While working on my Computer Science degree, I was invited to participate in an undergraduate research project that allowed me to combine my interest in programming and biology. I converted a predictable, but simplified, model of inhalation anthrax to a model that accounts for the probabilistic nature of biological systems (i.e., deterministic to stochastic). The project was a collaboration between two UNC Asheville professors: Dr. Brian Drawert, Computer Science and Dr. Megan Powell, Mathematics.
Dr. Drawert is a researcher within systems biology, a field that attempts to model and analyze complex biological systems using computational algorithms. He is also the author of GillesPy2, an open-source software project designed to allow scientists to easily create those models and use stochastic simulations to study outcomes.
Dr. Powell specializes in infectious disease dynamics. Her primary research focus is inhalation anthrax, a disease caused by the Bacillus Anthracis bacteria, the same bacteria that was used in several high-profile acts of terrorism in the early 2000s.

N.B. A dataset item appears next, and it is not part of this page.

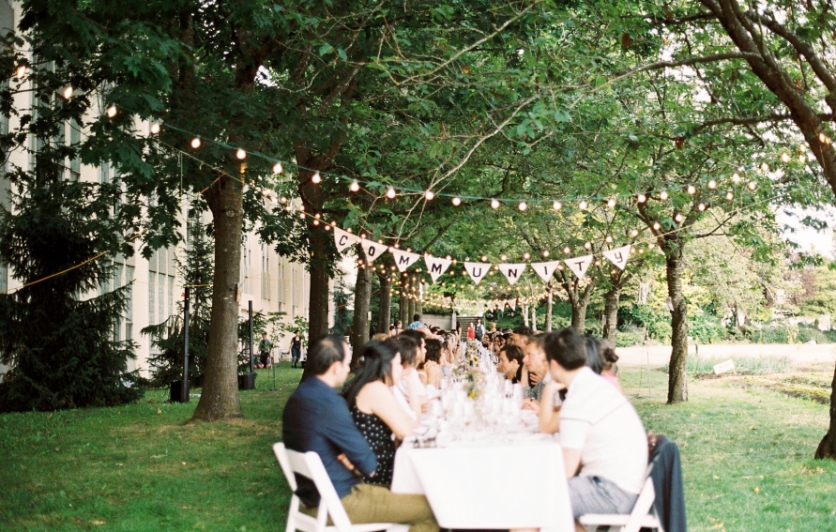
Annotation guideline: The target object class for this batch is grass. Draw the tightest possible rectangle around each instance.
[0,364,836,532]
[676,356,792,375]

By translating Dr. Powell’s deterministic model of inhalation anthrax into the stochastic form used by GillesPy2, we were able to deliver new insights on the model and make improvements to software quality & usability.
The following abstract is from a research paper I wrote for the UNC Asheville Computer Science department detailing the results of our joint research & development project.
GillesPy2 is a scientific software package designed for computationally modeling and simulating biological processes. Traditional simulations are done using deterministic methods, whereas GillesPy2 is based on the stochastic simulation algorithm presented by Daniel T. Gillespie , which introduces probability as a driving force behind simulations. By using stochastic methodologies, scientists can more accurately represent stages of growth in biology models.
Developing user-friendly software is a challenging process and often the best way to improve the quality of software is for developers to use it as a customer would – a practice known as “dogfooding.” Thus, in preparation for the public release of GillesPy2, we created a new stochastic model of inhalation anthrax (an often fatal infection caused by the B. Anthracis bacteria) based on a deterministic model presented by Day et. al .
In this paper, we document the methods used to convert the deterministic model to stochastic form. By using GillesPy2 through the eyes of a research scientist developing a model, we were able to provide a high level of software quality assurance by discovering a number of bugs and other usability issues. As part of the quality assurance process, we also implemented automated testing of source code to prevent the reintroduction of resolved issues.
Finally, with the introduction of a stochastic model of lung-borne anthrax infections, we began investigating research questions such as how the early immune response affects pathogenesis of infection, how levels of late-stage bacterial load are affected by initial conditions and whether the number of spores consumed by white blood cells determines survival rate.
- Day, Judy, Friedman, Avner and Schlesinger, Larry S “Modeling the host response to inhalation anthrax. (Report)”. Journal of Theoretical Biology. 276.1 2011-05-07. 199(10).
- Gillespie, D. T. (1976). “A general method for numerically simulating the stochastic time evolution of coupled chemical reactions”. Journal of Computational Physics. 22 (4): 403–434. Bibcode:1976JCoPh..22..403G. doi:10.1016/0021-9991(76)90041-3.